The addition of trace amounts of sodium, e.g. amounts less than about 200 ppm, to an aluminium melt is well known. It can result in improved quality of castings and the castings can be more easily removable from the mould and subject to a reduction in shrinkage.
Conventionally, sodium has been added to the aluminium melt in metallic form as sticks or in aluminium cans or in the form of tablets of a sodium compound and while these methods have the advantage of simplicity they are very inefficient. Owing to the violence of the reaction that occurs much of the added sodium is lost by oxidation and considerable smoke generation is caused. Frequent additions are, therefore, necessary and the method is very wasteful, environmentally unfriendly and cannot provide a controlled amount of effective addition.
A method of overcoming these disadvantages is disclosed in EP-A-0688881. This teaches a method of adding sodium to a melt of aluminium or aluminium alloy in which an electrode comprising molten sodium or a molten sodium compound is immersed in the aluminium melt and is separated from the melt by a solid-state electrolyte which conducts sodium ions. A direct voltage is provided between that electrode and the melt by the provision of a second electrode in the melt. While providing a number of advantages in principle, this technique can lead to problems in the melt, e.g. if there is any failure of the solid-state electrolyte container.
It is an object of the present invention to provide a further improved means of metal addition.
Accordingly, the invention provides a method of adding a metal to a melt of a material in a vessel, in which a molten compound of the metal or a solution of a compound of the metal is provided in a container, the container being positioned outside the vessel, the compound is electrolytically decomposed and ions of the metal are caused to pass through a wall of a solid-state electrolyte which is a conductor therefor, from a first side of the wall to an opposite second side thereof, and to combine with electrons at the second side of the wall and then to flow as molten metal from the container into the melt.
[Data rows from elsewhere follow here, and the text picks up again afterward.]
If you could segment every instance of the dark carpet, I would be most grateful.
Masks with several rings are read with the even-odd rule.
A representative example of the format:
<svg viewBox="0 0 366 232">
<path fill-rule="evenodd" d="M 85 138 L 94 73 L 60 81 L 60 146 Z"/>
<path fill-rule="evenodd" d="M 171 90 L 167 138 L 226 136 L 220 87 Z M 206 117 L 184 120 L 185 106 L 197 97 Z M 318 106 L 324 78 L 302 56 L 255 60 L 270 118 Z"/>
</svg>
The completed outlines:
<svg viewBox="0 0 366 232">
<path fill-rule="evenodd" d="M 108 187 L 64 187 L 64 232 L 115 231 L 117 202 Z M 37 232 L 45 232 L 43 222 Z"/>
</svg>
In another aspect the invention provides an apparatus for adding a metal to a melt of a material in a vessel, the apparatus comprising a container for a molten compound of the metal or a solution of the compound of the metal, the container being positioned outside the vessel, means to electrolytically decompose the molten or dissolved compound, a wall positioned inside the container and formed of a solid-state electrolyte which is a conductor for ions of the metal, whereby the metal ions formed can pass through the wall from a first side to an opposite second side thereof, a source of electrons at the second side of the wall to combine with the metal ions, and means to pass the molten metal so formed from the second side of the wall into the melt.
For embodiments of the invention in which the container is for a molten compound of the metal, the apparatus preferably includes means to heat the compound of the metal to molten form.
For embodiments of the invention in which a solution of a compound of the metal is used, the solvent is preferably an organic solvent, for example acetamide or glycerol. When a solvent is used, the invention preferably includes means for preventing substantial loss of the solvent through evaporation or boiling.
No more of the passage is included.